6.1.1 MPI build runs great, but only on 1 node


Jump to page 1Prev 16
Gets Around
The following fails linking blas for me, are the steps in the right order?:

export NWCHEM_TOP=/.../nwchem-6.1.1-src
export NWCHEM_TARGET=LINUX64
export CC=gcc
export FC=gfortran
export LD_LIBRARY_PATH=/usr/lib64/openmpi/1.4-gcc/lib
export USE_MPI=y
export USE_MPIF=y
export USE_MPIF4=y
export MPIEXEC=/usr/lib64/openmpi/1.4-gcc/bin/mpiexec
export MPI_LIB=/usr/lib64/openmpi/1.4-gcc/lib
export MPI_INCLUDE=/usr/lib64/openmpi/1.4-gcc/include
export LIBMPI='-L/usr/lib64/openmpi/1.4-gcc/lib -lmpi -lmpi_f90 -lmpi_f77'
export LARGE_FILES=TRUE
export USE_NOFSCHECK=TRUE
export TCGRSH=ssh
export PYTHONHOME=/usr
export PYTHONVERSION=2.4
export PYTHONLIBTYPE=a
export USE_PYTHON64=y
export HAS_BLAS=yes
export BLASOPT="-L/usr/lib64 -lblas -llapack"
make nwchem_config NWCHEM_MODULES="all python" 2>&1 | tee make_nwchem_config.log
make 64_to_32 2>&1 | tee make_64_to_32.log
make USE_64TO32=y 2>&1 | tee make.log
cd $NWCHEM_TOP/src/tools
make FC=gfortran GA_DIR=ga-4-3 OLD_GA=y clean 2>&1 | tee ../make_ga_clean.log
make FC=gfortran GA_DIR=ga-4-3 OLD_GA=y 2>&1 | tee ../make_ga.log
cd ..
make FC=gfortran link 2>&1 | tee make_link.log

with:
/.../nwchem-6.1.1-src/src/task/task_bsse.F:1778: undefined reference to `ycopy_'

Please fix the problems with posting to the forum: im wasting about 5 min per post trying
to figure out, line-by-line, which characters are are allowed and which are not.
This time i figured out that single quote is not allowed in im.

Forum Vet
check the existence of $NWCHEM_TOP/lib/LINUX64/lib64to32.a
Please do the following
1) check the existence of $NWCHEM_TOP/lib/LINUX64/lib64to32.a
2) if the library is there, check the existence of the ycopy_ symbol

nm $NWCHEM_TOP/lib/LINUX64/lib64to32.a | grep ycopy

3) if the symbol is not there (or the full library is missing),

cd $NWCHEM_TOP/src/64to32blas
make clean
make FC=gfortran
relink

Gets Around
The following links (i'm not sure if properly to ga-4-3), but still fails across the nodes.

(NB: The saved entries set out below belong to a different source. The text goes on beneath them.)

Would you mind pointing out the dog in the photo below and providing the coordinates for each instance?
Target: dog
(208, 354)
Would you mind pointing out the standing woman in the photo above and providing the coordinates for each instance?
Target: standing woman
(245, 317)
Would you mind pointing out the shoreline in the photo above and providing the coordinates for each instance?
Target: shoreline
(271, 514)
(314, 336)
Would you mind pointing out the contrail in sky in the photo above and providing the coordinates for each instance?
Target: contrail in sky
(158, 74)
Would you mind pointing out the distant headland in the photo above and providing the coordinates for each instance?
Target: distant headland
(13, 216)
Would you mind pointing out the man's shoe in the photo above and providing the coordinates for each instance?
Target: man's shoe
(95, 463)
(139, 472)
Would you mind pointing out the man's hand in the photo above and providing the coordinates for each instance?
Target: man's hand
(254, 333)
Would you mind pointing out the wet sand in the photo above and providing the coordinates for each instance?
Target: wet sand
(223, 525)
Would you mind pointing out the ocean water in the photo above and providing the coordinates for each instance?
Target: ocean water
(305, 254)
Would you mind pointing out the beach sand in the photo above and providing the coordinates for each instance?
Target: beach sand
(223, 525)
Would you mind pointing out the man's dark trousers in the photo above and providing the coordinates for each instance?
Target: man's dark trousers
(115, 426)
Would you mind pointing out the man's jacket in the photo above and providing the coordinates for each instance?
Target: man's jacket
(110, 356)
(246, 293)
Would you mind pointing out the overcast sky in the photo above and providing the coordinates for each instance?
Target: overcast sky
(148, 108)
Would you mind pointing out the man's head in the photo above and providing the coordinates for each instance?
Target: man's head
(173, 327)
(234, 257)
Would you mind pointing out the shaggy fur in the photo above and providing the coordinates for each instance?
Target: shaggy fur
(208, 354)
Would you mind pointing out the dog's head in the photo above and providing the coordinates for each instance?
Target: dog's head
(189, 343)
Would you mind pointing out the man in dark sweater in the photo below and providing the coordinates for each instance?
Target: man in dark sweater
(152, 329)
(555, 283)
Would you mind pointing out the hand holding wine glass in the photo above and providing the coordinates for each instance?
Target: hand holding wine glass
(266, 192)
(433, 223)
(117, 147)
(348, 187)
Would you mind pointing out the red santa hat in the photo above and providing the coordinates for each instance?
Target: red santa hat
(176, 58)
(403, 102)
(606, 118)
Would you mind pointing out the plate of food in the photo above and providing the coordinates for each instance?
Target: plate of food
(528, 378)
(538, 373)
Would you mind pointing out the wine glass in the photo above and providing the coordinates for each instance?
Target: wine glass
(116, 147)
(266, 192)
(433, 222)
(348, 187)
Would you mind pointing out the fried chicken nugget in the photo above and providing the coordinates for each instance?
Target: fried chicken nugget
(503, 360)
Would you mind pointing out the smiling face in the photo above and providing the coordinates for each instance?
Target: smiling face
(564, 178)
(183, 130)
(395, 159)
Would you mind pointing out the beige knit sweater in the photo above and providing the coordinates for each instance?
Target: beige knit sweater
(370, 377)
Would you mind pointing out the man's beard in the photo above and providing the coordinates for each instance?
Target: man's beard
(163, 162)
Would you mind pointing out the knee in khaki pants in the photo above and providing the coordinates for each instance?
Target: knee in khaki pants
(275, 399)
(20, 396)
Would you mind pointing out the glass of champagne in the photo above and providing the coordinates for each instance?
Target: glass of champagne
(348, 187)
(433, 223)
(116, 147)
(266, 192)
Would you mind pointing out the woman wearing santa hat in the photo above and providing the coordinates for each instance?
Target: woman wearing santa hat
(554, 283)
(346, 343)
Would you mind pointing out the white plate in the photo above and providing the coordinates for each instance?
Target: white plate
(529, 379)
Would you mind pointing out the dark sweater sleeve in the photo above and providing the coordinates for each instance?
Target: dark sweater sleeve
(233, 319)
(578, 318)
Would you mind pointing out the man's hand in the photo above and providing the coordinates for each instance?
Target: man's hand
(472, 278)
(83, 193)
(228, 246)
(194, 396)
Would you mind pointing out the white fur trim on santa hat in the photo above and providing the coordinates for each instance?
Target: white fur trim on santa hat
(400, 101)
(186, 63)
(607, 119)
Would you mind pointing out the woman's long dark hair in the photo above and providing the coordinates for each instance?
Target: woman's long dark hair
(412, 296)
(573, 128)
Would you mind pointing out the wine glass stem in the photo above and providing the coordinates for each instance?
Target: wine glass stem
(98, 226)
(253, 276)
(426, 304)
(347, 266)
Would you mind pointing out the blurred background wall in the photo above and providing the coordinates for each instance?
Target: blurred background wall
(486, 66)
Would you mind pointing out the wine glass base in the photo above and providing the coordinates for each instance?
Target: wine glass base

make nwchem_config NWCHEM_MODULES="all python" 2>&1 | tee make_nwchem_config.log
make 64_to_32 2>&1 | tee make_64_to_32.log
export MAKEOPTS="USE_64TO32=y"
make ${MAKEOPTS} 2>&1 | tee make.log
cd $NWCHEM_TOP/src/tools
make ${MAKEOPTS} FC=gfortran GA_DIR=ga-4-3 OLD_GA=y clean 2>&1 | tee ../make_ga_clean.log
make ${MAKEOPTS} FC=gfortran GA_DIR=ga-4-3 OLD_GA=y 2>&1 | tee ../make_ga.log
cd ..
make ${MAKEOPTS} FC=gfortran link 2>&1 | tee make_link.log

Gets Around
To make the debugging easier, please check the log of the latest build at (for CentOS 5 86_64):
https://build.opensuse.org/package/show?package=nwchem&project=home%3Adtufys

This is the "official" build place for our institute RPM/deb packages, so please when the problem with crashes across the nodes
is finally resolved, consider annoucing that "unofficial binaries" of nwchem ara available at:
https://wiki.fysik.dtu.dk/ase/download.html#installation-with-package-manager-on-linux

Note that the RPMS should be fine for running on single node already now.
Note that i don't build deb packages as the nwchem version 6.0 is already available on debian/ubuntu.

Forum Vet
Quote:Marcindulak Aug 25th 2:42 am
The following links (i'm not sure if properly to ga-4-3), but still fails across the nodes.

Does the stderr/stdout from these failures (using ga-4-3) have the same aspect as the one with ga-5-1?

Forum Vet
Quote:Marcindulak Aug 25th 5:21 am
To make the debugging easier, please check the log of the latest build at (for CentOS 5 86_64):
https://build.opensuse.org/package/show?package=nwchem&project=home%3Adtufys


I still see ga-5-1 been used at

https://build.opensuse.org/package/rawlog?arch=x86_64&package=nwchem&project=home%...

and

at

https://build.opensuse.org/package/rawlog?arch=x86_64&package=nwchem&project=home%...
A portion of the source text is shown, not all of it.